Let’s be honest- there are a lot of reasons Maynor and Ellch might not be willing to confirm or deny anything. Emergent Chaos has a good alternative. If, for any reason, Maynor and Ellch aren’t free to talk (which is pretty fracking obvious at this point) backing them into a corner doesn’t help anyone.

Still think they’re nothing but bullshit artists? Fine. Go to ToorCon and see for yourself. David Maynor has leaked that he and Johnny plan on doing some live demos on multiple platforms. Don’t expect to see any 0day exploit against any platform, especially a Mac, but you can at least satisfy your curiosity that these guys are the real deal, the third party demonstration was legitimate, and Maynor and Ellch are serious, responsible, researchers with other presentations under their belts. I’m sure they’ll walk you through the technical details.
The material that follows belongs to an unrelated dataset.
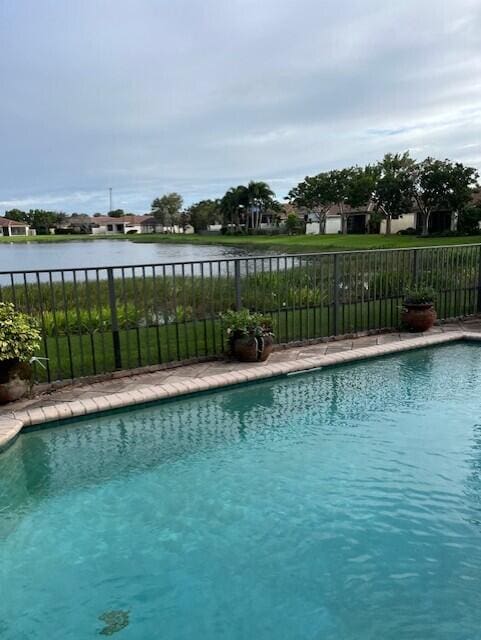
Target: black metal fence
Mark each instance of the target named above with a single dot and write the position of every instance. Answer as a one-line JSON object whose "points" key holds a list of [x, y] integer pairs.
{"points": [[98, 320]]}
Look, we all want to know if there’s some vulnerability in our Macs. There are. Plenty of them. Most of which haven’t been discovered yet. No operating system is immune to security vulnerabilities, but I’ve chosen Macs for me and my family because I consider them more secure than other platforms. Is there a wi-fi vulnerability on default Macs? Maybe, but I still plan on using my MacBook Pro at the local coffee house until I hear of some in-the-wild exploit.

Drop the challenge, John. Let any potential “interesting discussions” continue on their own. Just because they don’t want to validate something printed by a reporter doesn’t mean Maynor and Ellch are trying to attack Apple or pull a fast one on us Mac users. Escalating the situation helps no one. Maynor already apologized at Defcon, in front of probably a thousand or more attendees, 2 days after Black Hat, that the trash-talking-Mac quote in Krebs’ article was nothing more than joking around off the record, and never meant for publication. Calling these two liars and personally attacking them without validating through anything other than newspaper reports and blog posts isn’t close to fair.

My challenge to you? Go to ToorCon. Watch the presentation. Ask questions. You probably won’t learn if your Mac is vulnerable, but you will learn these guys know what they’re talking about.